# Kodak, Leica, etc. Never Existed



## distant.star (Jul 22, 2015)

.
Clifton Cameras has a strange view of history...

http://www.thedailybeast.com/articles/2015/07/22/the-race-to-build-the-perfect-camera.html


----------



## Don Haines (Jul 22, 2015)

distant.star said:


> .
> Clifton Cameras has a strange view of history...
> 
> http://www.thedailybeast.com/articles/2015/07/22/the-race-to-build-the-perfect-camera.html


What does one do with a 4x5 that pre-dates "history".....


----------



## Mt Spokane Photography (Jul 22, 2015)

Some of the early innovators have indeed fallen along the way. Pentax at one time was the biggest, Minolta was up there too. Some were rolled into different companies, or have become more industrial in nature.

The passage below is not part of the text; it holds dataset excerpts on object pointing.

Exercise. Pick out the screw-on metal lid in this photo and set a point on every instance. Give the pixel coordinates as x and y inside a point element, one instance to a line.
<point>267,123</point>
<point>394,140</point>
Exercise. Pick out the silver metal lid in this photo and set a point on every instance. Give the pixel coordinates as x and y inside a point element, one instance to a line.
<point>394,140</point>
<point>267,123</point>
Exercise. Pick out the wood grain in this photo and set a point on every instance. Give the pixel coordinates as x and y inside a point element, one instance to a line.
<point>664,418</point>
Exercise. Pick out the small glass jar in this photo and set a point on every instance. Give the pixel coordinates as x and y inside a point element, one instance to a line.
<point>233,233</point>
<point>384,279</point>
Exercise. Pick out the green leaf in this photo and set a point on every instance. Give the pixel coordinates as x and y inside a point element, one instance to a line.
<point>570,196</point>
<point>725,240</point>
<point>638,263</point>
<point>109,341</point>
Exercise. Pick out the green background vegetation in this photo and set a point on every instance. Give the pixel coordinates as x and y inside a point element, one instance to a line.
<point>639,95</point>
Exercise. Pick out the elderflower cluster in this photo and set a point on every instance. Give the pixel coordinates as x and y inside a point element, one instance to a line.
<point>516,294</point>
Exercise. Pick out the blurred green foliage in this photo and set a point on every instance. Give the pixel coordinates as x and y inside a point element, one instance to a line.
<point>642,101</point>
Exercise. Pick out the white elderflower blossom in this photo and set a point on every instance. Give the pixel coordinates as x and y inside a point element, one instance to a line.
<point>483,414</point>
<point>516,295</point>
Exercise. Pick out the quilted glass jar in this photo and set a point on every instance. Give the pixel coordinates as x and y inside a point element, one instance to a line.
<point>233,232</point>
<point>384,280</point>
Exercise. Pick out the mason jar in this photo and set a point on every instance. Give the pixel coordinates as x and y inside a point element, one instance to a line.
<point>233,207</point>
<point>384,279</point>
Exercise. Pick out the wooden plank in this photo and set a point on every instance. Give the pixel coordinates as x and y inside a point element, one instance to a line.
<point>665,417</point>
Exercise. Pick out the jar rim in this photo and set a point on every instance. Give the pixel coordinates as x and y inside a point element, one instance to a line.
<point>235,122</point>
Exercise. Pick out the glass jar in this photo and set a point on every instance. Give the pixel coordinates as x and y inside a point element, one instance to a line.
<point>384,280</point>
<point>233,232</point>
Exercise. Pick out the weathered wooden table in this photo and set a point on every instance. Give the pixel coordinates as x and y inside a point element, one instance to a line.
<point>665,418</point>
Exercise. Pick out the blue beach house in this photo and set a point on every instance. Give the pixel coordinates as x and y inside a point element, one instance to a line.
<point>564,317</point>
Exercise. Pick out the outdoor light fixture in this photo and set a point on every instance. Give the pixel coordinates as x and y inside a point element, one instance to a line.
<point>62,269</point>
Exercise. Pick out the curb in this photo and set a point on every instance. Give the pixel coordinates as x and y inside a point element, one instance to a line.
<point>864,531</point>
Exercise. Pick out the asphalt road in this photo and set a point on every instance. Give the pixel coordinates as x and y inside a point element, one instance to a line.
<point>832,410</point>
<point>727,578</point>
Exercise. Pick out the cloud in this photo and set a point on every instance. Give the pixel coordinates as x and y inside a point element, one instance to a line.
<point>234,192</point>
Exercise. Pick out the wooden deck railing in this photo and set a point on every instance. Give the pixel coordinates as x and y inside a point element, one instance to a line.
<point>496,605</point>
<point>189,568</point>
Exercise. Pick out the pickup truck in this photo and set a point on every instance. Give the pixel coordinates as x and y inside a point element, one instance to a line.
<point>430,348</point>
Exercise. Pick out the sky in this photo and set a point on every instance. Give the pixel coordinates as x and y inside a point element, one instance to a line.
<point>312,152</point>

Rollei was big, Mamiya was big, the story seems to be missing the big view and leaves a non photographer thinking that the companies he listed invented the camera.

But Early on, Consumer Cameras were mostly Kodak while PJ's used Graflex. Leica was sought after, but WWII pretty well put them out of favor for many I've had other film and glass plate/sheet film Cameras from the 1800's and early 1900,s as well.


----------